Frequently asked questions
Do I need to install anything to use the Cloudflare MCP server?
No local install is required. The servers run remotely at subdomains like mcp.cloudflare.com, bindings.mcp.cloudflare.com, and radar.mcp.cloudflare.com. Add the relevant URL to your MCP client configuration and authenticate with a Cloudflare API token that has the appropriate permissions.
Can the Cloudflare MCP server deploy changes to my Workers account?
Yes. The Workers Bindings server includes write tools that can deploy code changes, update environment variables, and manage bindings.
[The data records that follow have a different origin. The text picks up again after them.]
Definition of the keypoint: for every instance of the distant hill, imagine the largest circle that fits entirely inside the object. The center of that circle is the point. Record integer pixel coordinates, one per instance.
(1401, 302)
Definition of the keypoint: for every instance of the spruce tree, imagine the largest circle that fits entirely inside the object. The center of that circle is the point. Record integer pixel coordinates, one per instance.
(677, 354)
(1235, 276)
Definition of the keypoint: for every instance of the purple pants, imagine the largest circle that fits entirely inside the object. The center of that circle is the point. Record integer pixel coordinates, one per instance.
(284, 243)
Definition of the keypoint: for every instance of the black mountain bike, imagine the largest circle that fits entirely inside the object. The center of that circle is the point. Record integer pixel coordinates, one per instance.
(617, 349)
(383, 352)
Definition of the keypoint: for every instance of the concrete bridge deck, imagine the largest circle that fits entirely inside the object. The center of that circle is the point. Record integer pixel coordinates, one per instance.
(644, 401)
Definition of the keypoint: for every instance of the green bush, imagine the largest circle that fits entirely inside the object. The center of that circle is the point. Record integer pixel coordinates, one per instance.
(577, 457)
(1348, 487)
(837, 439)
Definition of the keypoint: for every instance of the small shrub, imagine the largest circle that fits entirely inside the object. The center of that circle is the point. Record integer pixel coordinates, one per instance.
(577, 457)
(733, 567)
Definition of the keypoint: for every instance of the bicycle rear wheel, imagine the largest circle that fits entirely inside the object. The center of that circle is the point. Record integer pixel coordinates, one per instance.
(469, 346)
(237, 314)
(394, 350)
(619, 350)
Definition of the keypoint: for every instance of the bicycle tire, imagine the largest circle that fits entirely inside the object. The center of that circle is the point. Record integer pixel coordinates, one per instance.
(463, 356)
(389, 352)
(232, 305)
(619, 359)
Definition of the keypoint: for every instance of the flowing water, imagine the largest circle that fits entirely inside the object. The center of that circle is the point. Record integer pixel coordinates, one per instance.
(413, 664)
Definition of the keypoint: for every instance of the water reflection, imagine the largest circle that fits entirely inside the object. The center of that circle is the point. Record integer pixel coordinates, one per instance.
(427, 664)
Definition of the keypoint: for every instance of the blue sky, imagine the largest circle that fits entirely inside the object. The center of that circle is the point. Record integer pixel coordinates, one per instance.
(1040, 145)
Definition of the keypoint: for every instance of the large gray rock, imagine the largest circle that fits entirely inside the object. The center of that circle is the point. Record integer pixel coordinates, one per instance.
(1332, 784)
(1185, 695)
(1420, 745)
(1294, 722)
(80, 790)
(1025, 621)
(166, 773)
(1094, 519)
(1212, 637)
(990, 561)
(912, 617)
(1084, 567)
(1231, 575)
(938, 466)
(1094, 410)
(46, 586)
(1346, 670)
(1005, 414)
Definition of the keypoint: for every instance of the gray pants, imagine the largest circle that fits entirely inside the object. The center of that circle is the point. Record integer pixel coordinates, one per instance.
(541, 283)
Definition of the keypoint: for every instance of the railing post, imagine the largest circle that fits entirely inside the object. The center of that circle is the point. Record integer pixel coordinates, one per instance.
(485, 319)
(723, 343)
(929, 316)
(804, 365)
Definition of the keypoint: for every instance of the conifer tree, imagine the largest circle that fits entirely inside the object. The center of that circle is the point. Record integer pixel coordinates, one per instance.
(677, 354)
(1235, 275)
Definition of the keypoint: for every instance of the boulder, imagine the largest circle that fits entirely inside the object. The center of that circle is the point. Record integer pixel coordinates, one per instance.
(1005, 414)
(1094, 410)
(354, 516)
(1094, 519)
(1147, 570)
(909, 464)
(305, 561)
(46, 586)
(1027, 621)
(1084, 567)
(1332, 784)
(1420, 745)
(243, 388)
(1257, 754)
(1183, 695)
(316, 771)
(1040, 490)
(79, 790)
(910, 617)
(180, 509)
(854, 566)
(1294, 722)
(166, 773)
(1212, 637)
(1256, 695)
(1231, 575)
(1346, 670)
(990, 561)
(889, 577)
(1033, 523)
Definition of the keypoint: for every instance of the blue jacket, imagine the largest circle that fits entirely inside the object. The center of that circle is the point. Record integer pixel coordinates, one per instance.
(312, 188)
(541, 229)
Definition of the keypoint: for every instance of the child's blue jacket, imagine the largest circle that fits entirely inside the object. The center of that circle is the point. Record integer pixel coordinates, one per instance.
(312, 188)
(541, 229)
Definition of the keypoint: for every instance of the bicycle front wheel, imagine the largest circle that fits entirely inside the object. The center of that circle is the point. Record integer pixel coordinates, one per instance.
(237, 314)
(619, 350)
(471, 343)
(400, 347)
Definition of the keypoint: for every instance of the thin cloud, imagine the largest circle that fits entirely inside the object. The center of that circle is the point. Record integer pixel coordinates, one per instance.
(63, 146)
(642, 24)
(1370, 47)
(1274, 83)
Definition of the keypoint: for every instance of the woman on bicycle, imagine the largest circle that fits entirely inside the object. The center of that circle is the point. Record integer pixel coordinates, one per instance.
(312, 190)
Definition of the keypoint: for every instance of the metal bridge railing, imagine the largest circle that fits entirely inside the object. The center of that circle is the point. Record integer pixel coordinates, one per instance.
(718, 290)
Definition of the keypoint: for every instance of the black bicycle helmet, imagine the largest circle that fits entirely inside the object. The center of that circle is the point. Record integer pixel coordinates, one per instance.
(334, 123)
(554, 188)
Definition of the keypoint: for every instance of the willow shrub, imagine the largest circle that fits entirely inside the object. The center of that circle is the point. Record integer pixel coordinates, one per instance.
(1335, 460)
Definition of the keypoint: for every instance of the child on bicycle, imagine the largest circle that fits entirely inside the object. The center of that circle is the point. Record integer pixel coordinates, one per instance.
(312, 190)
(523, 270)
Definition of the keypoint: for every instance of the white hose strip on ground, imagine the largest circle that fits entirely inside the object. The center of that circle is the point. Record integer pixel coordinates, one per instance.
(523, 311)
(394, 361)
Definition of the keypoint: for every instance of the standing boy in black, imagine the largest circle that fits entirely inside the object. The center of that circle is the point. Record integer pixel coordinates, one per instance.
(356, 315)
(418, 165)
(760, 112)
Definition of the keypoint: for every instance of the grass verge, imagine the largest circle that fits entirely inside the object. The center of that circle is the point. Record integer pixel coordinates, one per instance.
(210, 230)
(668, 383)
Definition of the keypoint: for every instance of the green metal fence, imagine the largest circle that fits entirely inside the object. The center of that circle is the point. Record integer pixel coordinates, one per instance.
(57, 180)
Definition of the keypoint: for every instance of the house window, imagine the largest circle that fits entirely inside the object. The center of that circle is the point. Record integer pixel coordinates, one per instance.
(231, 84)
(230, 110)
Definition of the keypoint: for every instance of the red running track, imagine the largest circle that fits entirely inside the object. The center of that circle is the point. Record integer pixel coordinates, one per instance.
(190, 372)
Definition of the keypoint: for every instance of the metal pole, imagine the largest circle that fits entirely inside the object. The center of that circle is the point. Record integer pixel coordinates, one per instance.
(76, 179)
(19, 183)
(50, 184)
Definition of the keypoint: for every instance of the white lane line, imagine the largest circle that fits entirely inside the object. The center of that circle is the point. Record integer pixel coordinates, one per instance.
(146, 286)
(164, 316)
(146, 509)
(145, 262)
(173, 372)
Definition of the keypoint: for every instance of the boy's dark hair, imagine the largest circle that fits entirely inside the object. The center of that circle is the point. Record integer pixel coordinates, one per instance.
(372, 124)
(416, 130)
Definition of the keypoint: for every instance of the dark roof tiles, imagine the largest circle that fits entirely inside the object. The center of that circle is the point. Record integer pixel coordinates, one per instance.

Scope your API token to only the permissions your workflow needs — read-only tokens disable destructive operations at the API level.
Which Cloudflare MCP server endpoint should I use for general tasks?
The top-level endpoint at mcp.cloudflare.com covers the broadest surface: 2,500+ API operations across all Cloudflare products in a token-efficient format. Use product-specific endpoints (bindings, radar, observability) when you need deeper coverage of one product area with richer tool descriptions.